Usually, when using Set and Map in js, the first thing to do is as follows:
const set = new Set();
const map = new Map();
It's about creating space. -> The space here is the hash table mentioned above.
And now, when looking for a specific value, proceed as follows.
const map = new Map();
map.set('Harry Potter Volume 1', { location: 'B-2' });
const bookName = 'Harry Potter Volume 1';
// Existence check + lookup: O(1)
if (map.has(bookName)) {
const book = map.get(bookName);
}
On the other hand, Array proceeds as follows.
const books = [
'The Lord of the Rings',
'The Chronicles of Narnia',
'Harry Potter Volume 1' /* ... 9997 more volumes */,
];
const bookName = 'Harry Potter Volume 1';
// Existence check: Check in order starting from 0
const exists = books.includes(bookName); // O(n)
// Search: Check in order starting from 0
const index = books.indexOf(bookName); // O(n)
// Delete: Find + Remove
const idx = books.indexOf(bookName);
if (idx !== -1) {
books.splice(idx, 1); // O(n)
}
Since Array doesn't know where "Harry Potter Volume 1" is, you have to check it one by one, starting from index 0.
On the other hand, Map can be accessed immediately without traversal because the hash function immediately calculates the location of “Harry Potter Volume 1”.
According to the above explanation, it seems like a better way to use Map & Set.
But what if, in the library example above, there were only 3 books instead of 10,000?
Space A only needs to be checked 3 times, no matter how unlucky you are.
In space B, you must enter the books you are looking for, whether 10,000 or 3, into the system, and the system will calculate the location and respond.
For small enough quantities like this, Array can be faster because of the hash computation overhead.
Here's another case: If you need to traverse all elements:
// Array traversal
for (const book of books) {
console.log(book);
}
// Map traversal
for (const [key, value] of map) {
console.log(key, value);
}
Both require visiting all elements in O(n). But Array is faster.
The reason is memory structure difference.
Arrays are stored contiguously in memory. When the CPU reads data, it fetches it in units of "cache lines" (usually 64 bytes), and if it is contiguous memory, multiple elements are loaded into the cache at once.
On the other hand, Map/Set may have scattered memory due to the hash table structure. So you often have to read a new memory location each time.
As an analogy:
I have also tried this optimization.
We submitted a PR to improve from O(n) → O(1) by replacing indexOf() with WeakMap in TanStack Query's useQueries.
// Before: O(n) search
const index = this.#observers.indexOf(observer);
// After: O(1) lookup
const index = this.#indexMap.get(observer);
In theory, it was definitely an improvement.

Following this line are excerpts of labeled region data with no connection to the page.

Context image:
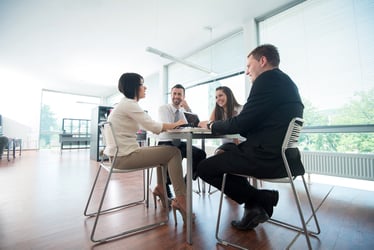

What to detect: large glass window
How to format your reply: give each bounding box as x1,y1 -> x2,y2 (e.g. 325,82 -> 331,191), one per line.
259,0 -> 374,125
258,0 -> 374,153
39,90 -> 100,149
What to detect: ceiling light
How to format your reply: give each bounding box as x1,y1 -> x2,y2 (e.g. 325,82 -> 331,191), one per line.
145,47 -> 214,75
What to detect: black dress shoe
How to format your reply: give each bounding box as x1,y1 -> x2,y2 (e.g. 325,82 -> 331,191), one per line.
260,190 -> 279,218
231,206 -> 269,230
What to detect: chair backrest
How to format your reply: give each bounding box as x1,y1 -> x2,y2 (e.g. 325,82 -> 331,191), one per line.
282,117 -> 304,152
99,122 -> 118,163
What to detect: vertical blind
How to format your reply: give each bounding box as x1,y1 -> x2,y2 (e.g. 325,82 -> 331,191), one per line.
258,0 -> 374,115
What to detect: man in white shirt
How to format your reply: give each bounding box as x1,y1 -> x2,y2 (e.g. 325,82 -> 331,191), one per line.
158,84 -> 206,198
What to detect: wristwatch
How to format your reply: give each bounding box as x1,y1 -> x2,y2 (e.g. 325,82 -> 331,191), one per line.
206,121 -> 213,129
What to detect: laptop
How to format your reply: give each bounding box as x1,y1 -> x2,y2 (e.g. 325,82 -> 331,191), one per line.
181,112 -> 200,128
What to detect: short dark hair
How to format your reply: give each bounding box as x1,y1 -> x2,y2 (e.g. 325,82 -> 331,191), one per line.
118,73 -> 144,100
248,44 -> 280,67
214,86 -> 240,121
171,84 -> 186,95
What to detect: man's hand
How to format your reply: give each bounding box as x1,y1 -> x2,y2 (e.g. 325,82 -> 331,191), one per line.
180,100 -> 191,112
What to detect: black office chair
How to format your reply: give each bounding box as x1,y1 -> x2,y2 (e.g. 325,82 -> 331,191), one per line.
84,122 -> 169,242
216,117 -> 321,249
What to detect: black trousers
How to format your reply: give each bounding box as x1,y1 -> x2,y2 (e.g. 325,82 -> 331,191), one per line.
158,141 -> 206,184
197,144 -> 262,205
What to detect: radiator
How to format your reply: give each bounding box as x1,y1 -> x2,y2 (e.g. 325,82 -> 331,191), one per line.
301,151 -> 374,181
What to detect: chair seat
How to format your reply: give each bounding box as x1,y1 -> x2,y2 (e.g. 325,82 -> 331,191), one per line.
216,117 -> 321,249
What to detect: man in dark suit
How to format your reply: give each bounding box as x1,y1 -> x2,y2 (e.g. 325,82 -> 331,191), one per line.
197,44 -> 304,230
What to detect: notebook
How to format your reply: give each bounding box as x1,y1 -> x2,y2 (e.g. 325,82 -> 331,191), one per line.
183,112 -> 200,128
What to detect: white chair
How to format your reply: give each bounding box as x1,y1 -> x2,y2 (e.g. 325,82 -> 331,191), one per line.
216,117 -> 321,249
84,122 -> 169,242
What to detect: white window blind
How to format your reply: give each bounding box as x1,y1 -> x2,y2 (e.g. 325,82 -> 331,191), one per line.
259,0 -> 374,114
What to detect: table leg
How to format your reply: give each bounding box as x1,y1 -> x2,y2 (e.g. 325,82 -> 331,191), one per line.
187,134 -> 192,244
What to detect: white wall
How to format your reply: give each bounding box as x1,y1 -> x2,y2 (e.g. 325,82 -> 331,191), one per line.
0,65 -> 42,149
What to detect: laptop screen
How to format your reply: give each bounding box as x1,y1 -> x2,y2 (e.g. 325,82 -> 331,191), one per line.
183,112 -> 200,127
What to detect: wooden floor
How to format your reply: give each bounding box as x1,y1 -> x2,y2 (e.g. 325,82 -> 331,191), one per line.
0,149 -> 374,250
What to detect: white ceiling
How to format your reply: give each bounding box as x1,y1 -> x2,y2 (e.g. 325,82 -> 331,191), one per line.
0,0 -> 294,96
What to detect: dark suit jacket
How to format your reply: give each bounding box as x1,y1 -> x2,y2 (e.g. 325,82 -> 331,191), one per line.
212,69 -> 305,178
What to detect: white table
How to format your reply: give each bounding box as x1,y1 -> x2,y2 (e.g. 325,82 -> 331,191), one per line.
163,128 -> 238,244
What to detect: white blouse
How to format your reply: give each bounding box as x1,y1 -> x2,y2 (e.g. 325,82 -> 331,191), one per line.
104,97 -> 162,156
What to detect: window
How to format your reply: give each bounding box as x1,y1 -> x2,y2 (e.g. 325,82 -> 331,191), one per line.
39,90 -> 100,149
258,0 -> 374,153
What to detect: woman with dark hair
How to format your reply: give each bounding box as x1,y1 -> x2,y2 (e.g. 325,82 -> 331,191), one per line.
209,86 -> 243,153
104,73 -> 186,223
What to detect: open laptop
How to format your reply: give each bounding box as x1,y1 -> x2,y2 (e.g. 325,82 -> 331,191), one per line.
183,112 -> 200,128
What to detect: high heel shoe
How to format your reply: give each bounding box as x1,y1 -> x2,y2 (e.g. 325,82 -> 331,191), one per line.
171,198 -> 196,225
152,187 -> 170,208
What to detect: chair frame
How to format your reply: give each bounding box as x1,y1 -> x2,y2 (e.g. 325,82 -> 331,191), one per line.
84,122 -> 169,242
216,117 -> 321,249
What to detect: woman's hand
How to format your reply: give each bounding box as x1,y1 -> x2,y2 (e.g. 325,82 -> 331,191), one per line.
162,119 -> 186,131
197,121 -> 209,128
173,119 -> 186,128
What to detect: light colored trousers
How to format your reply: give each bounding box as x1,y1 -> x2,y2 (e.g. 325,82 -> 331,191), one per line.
114,146 -> 186,196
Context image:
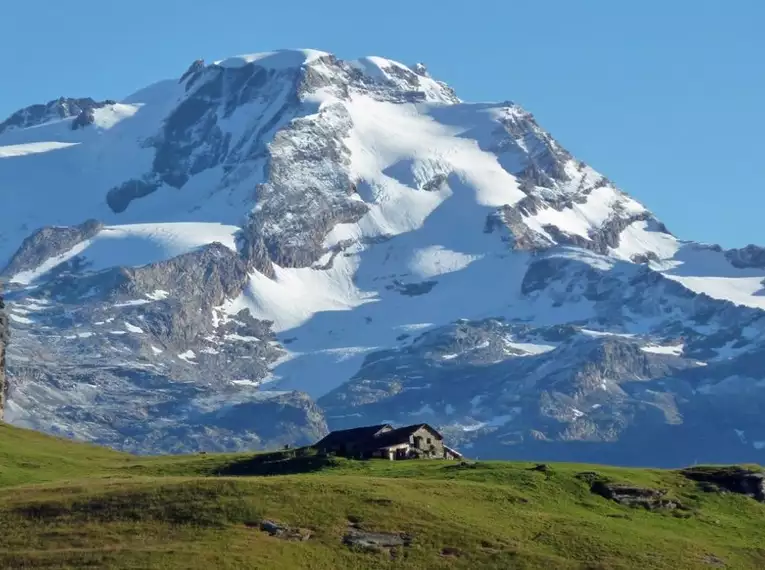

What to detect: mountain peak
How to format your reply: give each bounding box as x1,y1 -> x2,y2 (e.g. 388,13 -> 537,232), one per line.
0,50 -> 765,462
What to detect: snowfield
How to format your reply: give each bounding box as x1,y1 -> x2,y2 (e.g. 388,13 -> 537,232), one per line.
0,46 -> 765,460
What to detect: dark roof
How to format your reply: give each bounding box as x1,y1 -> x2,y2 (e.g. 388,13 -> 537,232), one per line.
372,424 -> 443,448
316,424 -> 443,449
316,424 -> 391,446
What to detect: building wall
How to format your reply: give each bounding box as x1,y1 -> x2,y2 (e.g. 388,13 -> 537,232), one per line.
410,428 -> 444,459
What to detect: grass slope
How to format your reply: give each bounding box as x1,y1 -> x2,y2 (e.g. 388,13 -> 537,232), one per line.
0,425 -> 765,570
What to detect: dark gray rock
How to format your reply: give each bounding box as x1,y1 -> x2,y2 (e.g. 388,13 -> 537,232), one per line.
0,97 -> 115,134
681,467 -> 765,503
343,528 -> 412,550
590,481 -> 681,511
260,520 -> 313,541
0,292 -> 10,412
0,220 -> 103,277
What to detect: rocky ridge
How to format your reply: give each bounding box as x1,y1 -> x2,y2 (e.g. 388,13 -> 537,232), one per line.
0,50 -> 765,465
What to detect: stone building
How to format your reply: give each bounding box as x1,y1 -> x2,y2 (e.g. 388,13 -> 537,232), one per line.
314,424 -> 462,460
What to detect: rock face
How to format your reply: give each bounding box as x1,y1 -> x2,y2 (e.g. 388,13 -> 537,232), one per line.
682,467 -> 765,503
591,481 -> 680,511
0,50 -> 765,466
0,295 -> 10,419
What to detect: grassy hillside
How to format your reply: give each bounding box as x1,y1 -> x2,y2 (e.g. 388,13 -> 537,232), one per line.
0,425 -> 765,570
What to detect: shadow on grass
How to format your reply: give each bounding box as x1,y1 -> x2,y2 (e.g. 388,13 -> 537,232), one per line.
216,447 -> 337,477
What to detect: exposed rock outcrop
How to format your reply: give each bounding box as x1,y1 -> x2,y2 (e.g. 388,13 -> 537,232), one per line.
0,97 -> 115,134
0,291 -> 10,419
0,220 -> 104,277
681,467 -> 765,503
590,481 -> 680,511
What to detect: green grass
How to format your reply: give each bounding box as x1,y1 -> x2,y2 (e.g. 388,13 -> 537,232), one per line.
0,425 -> 765,570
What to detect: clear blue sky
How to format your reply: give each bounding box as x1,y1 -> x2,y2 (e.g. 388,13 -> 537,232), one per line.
0,0 -> 765,247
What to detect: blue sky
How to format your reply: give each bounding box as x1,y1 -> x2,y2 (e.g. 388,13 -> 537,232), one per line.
0,0 -> 765,247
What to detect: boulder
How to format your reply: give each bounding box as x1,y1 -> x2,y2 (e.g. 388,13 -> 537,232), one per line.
590,480 -> 680,511
681,466 -> 765,503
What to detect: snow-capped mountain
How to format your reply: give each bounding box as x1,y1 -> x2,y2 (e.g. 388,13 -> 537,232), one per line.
0,46 -> 765,464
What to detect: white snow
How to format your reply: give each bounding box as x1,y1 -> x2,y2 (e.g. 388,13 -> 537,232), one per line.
146,289 -> 170,301
504,340 -> 556,356
214,49 -> 329,69
0,141 -> 79,158
610,220 -> 680,261
640,344 -> 684,356
10,222 -> 239,284
125,321 -> 143,334
657,243 -> 765,309
9,313 -> 34,325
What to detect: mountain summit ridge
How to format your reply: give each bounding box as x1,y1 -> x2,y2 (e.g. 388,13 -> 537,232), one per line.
0,46 -> 765,463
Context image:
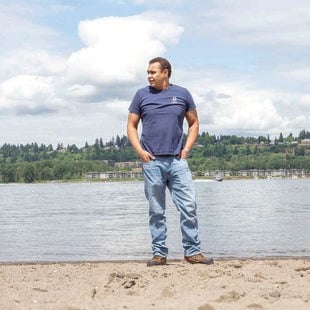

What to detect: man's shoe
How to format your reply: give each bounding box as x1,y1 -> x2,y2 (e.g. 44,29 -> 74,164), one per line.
184,254 -> 214,265
146,255 -> 167,267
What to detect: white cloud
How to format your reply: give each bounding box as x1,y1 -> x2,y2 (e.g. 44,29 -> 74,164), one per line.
68,15 -> 182,85
0,75 -> 60,114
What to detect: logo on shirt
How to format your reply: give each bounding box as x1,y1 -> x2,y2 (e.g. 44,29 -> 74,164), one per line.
171,96 -> 178,103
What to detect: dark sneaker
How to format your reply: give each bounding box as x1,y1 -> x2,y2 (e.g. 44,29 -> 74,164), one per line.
184,254 -> 214,265
146,255 -> 167,267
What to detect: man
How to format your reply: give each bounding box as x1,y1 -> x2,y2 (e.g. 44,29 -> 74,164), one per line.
127,57 -> 213,266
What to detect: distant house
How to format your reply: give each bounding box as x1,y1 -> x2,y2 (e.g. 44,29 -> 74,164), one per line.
300,139 -> 310,144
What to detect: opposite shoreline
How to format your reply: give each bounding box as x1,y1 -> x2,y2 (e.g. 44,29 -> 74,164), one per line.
0,257 -> 310,310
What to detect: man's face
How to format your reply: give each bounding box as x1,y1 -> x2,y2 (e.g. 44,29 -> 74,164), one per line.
147,62 -> 168,89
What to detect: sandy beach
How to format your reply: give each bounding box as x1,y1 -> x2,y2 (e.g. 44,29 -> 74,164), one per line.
0,258 -> 310,310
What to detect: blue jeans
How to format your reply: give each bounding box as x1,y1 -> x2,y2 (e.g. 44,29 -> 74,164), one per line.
143,156 -> 201,257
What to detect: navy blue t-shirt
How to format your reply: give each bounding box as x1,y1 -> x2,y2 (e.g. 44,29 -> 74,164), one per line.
129,84 -> 196,155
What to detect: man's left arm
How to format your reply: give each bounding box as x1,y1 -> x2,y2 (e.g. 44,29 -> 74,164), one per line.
181,110 -> 199,159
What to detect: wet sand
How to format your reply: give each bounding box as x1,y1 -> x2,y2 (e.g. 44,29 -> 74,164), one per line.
0,258 -> 310,310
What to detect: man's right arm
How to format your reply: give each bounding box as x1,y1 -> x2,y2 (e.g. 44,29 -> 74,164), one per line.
127,113 -> 155,162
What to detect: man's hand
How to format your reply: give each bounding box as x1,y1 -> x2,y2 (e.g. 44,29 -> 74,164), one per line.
137,150 -> 155,163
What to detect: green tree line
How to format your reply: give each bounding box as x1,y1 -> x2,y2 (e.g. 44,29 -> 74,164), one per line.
0,130 -> 310,183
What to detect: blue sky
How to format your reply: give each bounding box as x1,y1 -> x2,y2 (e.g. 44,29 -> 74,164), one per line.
0,0 -> 310,146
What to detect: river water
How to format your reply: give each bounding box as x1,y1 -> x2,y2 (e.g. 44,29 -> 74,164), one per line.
0,179 -> 310,262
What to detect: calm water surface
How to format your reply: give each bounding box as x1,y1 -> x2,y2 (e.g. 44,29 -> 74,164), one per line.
0,179 -> 310,262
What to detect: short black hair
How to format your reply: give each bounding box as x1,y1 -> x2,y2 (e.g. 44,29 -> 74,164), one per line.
149,57 -> 172,78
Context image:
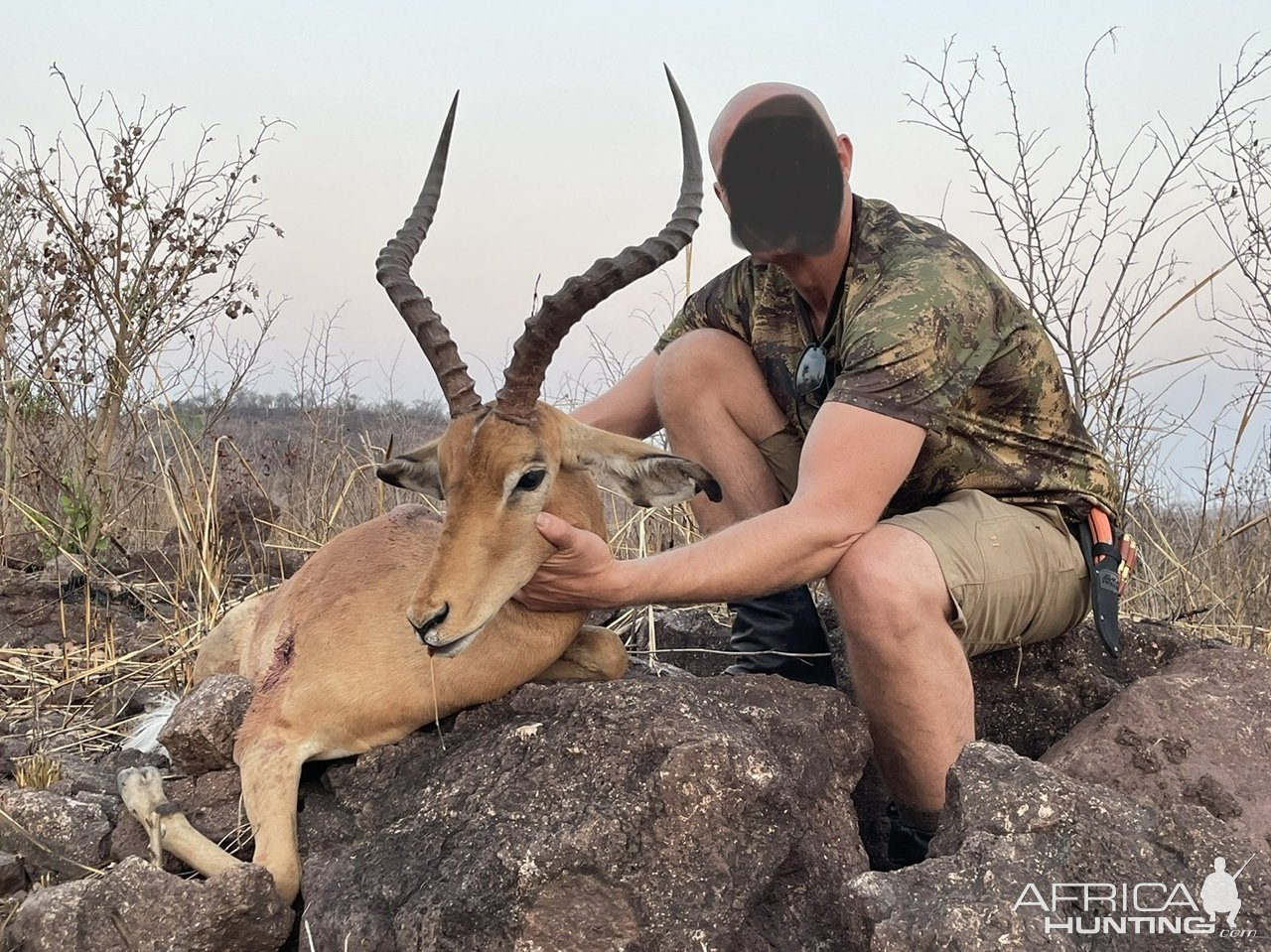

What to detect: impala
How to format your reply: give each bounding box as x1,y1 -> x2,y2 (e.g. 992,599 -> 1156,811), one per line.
119,72 -> 719,902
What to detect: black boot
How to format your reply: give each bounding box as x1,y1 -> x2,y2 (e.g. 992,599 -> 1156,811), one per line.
725,585 -> 835,685
887,801 -> 935,870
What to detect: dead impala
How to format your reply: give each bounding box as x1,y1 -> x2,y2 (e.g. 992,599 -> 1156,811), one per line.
119,72 -> 719,902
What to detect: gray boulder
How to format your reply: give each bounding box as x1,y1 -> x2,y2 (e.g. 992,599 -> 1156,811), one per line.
1043,648 -> 1271,852
0,788 -> 110,876
159,675 -> 251,774
9,857 -> 292,952
303,677 -> 868,952
635,607 -> 732,677
971,620 -> 1217,758
841,743 -> 1271,952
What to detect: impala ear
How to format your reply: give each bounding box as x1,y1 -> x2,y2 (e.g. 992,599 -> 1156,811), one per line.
375,437 -> 445,500
566,421 -> 723,506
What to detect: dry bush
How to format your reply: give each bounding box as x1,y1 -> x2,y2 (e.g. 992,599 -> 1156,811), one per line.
910,32 -> 1271,644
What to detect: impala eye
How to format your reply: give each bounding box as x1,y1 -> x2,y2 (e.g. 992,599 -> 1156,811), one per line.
516,469 -> 548,492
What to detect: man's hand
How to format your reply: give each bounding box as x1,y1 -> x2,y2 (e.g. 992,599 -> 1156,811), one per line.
513,512 -> 624,612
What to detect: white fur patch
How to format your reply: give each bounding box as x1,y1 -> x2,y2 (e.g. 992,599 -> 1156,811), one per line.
122,692 -> 181,756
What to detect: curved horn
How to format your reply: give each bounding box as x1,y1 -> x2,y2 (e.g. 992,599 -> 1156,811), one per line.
494,68 -> 702,423
375,92 -> 481,417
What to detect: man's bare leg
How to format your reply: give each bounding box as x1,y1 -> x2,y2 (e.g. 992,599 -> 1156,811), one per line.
653,331 -> 785,534
653,331 -> 835,685
827,525 -> 975,833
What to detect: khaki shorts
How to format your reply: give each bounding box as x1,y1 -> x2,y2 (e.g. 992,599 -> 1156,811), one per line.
759,430 -> 1090,657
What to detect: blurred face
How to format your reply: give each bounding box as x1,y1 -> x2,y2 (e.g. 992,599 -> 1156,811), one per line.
719,95 -> 844,260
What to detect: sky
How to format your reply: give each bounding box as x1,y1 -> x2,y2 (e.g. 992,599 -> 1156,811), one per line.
0,0 -> 1271,475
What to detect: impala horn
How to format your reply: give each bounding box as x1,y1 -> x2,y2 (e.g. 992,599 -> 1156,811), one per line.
491,68 -> 702,425
375,92 -> 481,418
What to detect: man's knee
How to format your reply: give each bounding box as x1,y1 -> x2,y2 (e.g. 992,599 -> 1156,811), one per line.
653,328 -> 785,444
827,525 -> 952,643
653,328 -> 759,403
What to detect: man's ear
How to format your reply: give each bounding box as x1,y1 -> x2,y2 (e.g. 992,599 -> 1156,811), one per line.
563,421 -> 723,506
375,437 -> 444,499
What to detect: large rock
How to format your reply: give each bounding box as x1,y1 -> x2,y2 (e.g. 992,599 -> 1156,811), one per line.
159,675 -> 251,774
971,620 -> 1217,758
840,620 -> 1200,868
0,788 -> 110,876
1043,648 -> 1271,852
9,857 -> 291,952
840,743 -> 1271,952
635,605 -> 732,677
303,677 -> 868,952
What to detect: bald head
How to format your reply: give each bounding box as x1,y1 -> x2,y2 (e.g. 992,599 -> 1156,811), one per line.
709,82 -> 850,257
707,82 -> 835,178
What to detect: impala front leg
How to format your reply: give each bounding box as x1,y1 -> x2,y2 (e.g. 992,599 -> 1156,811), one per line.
118,766 -> 239,876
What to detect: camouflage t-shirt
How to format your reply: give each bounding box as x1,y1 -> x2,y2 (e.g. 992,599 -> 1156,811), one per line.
657,197 -> 1120,518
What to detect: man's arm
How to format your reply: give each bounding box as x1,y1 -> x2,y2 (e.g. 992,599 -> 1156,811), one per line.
518,403 -> 926,611
573,350 -> 662,440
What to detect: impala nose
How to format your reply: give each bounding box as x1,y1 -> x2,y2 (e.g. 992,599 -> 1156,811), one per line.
407,602 -> 450,648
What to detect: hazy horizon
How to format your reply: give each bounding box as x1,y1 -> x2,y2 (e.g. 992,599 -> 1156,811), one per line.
0,3 -> 1266,482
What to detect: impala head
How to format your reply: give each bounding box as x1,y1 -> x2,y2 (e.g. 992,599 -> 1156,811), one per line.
376,71 -> 719,656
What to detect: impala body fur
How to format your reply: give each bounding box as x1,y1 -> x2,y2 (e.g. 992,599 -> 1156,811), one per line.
119,73 -> 719,902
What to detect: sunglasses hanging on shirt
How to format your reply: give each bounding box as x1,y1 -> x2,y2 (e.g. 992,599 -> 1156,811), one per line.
794,245 -> 857,436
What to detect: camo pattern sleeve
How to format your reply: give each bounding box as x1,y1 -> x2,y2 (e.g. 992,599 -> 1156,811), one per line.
829,201 -> 1120,517
654,260 -> 754,353
658,197 -> 1120,518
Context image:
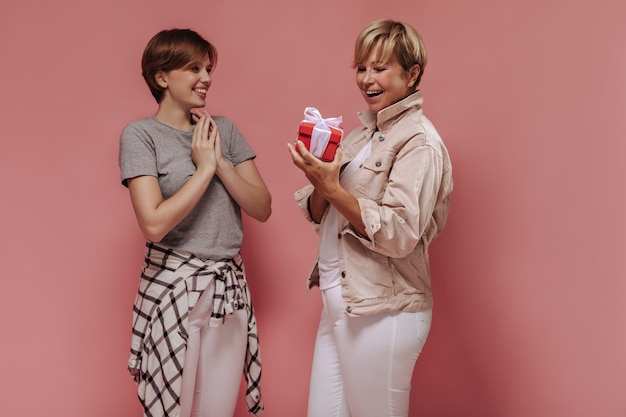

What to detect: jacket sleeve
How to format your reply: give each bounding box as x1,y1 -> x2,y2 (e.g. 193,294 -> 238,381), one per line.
349,142 -> 443,258
294,184 -> 320,234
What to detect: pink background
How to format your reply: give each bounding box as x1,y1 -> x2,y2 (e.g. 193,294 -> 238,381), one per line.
0,0 -> 626,417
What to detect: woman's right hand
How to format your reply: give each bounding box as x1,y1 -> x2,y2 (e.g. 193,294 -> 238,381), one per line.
191,111 -> 218,174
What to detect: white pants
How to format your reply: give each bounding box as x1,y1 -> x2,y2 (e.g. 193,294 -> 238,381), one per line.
180,291 -> 248,417
308,286 -> 432,417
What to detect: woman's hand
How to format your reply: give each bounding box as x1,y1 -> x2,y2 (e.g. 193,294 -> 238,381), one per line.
287,140 -> 341,199
191,111 -> 217,174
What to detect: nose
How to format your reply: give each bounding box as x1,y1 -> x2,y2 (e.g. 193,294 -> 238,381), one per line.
361,68 -> 373,84
200,69 -> 211,83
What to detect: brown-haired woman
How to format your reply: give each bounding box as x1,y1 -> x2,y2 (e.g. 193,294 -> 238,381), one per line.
119,29 -> 271,417
288,20 -> 452,417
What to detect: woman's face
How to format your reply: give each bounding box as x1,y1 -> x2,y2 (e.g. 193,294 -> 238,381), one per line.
163,56 -> 212,110
356,50 -> 414,113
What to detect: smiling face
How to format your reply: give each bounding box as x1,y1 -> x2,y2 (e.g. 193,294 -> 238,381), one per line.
157,56 -> 212,112
356,50 -> 419,113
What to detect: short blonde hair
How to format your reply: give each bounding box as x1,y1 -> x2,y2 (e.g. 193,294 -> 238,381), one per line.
352,19 -> 426,87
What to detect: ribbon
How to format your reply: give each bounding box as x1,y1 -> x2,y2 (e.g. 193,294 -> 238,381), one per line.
303,107 -> 342,158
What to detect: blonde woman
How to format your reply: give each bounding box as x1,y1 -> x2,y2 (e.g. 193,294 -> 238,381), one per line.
288,20 -> 453,417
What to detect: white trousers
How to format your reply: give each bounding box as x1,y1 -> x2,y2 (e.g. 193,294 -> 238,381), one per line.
180,291 -> 248,417
308,286 -> 432,417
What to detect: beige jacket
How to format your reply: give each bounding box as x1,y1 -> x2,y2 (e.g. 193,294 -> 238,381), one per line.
295,91 -> 453,316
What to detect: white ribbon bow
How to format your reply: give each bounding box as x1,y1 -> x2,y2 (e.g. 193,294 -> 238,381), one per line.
303,107 -> 343,158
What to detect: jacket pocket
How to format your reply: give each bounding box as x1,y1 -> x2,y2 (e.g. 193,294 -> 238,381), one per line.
356,149 -> 396,202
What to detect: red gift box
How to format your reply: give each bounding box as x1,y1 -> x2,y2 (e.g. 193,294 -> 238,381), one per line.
298,122 -> 343,162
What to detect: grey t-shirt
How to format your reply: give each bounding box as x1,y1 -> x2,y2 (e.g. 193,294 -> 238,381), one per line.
119,116 -> 256,260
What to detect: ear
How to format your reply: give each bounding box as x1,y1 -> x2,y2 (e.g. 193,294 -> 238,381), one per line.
407,64 -> 421,87
154,71 -> 167,88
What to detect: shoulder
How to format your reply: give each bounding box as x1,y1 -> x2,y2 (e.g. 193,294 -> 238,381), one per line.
211,116 -> 235,129
122,117 -> 154,136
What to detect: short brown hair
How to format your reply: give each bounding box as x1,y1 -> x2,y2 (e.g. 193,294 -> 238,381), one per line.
141,29 -> 217,103
353,19 -> 426,87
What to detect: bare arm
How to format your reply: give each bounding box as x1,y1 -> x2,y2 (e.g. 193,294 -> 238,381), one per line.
217,159 -> 272,222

However, the actual benchmark results were different.
Even in extreme cases such as 10,000 queries, there was no meaningful difference, and in fact, the WeakMap version was slightly slower in some cases.
Eventually the PR was closed, and from this experience I learned that "improved theoretical time complexity ≠ improved real-world performance".
| Situation | Recommended |
|---|---|
| Frequent value search/existence check/deletion | Map / Set |
| Very little data (dozens or less) | Array |
| Full traversal is the main task | Array |
| Requires deduplication | Set |
| Order is important and index access is frequent | Array |
“Optimized by changing to Map and Set” applies to cases where search/existence check/delete are frequent. Choosing an appropriate data structure according to the situation is true optimization.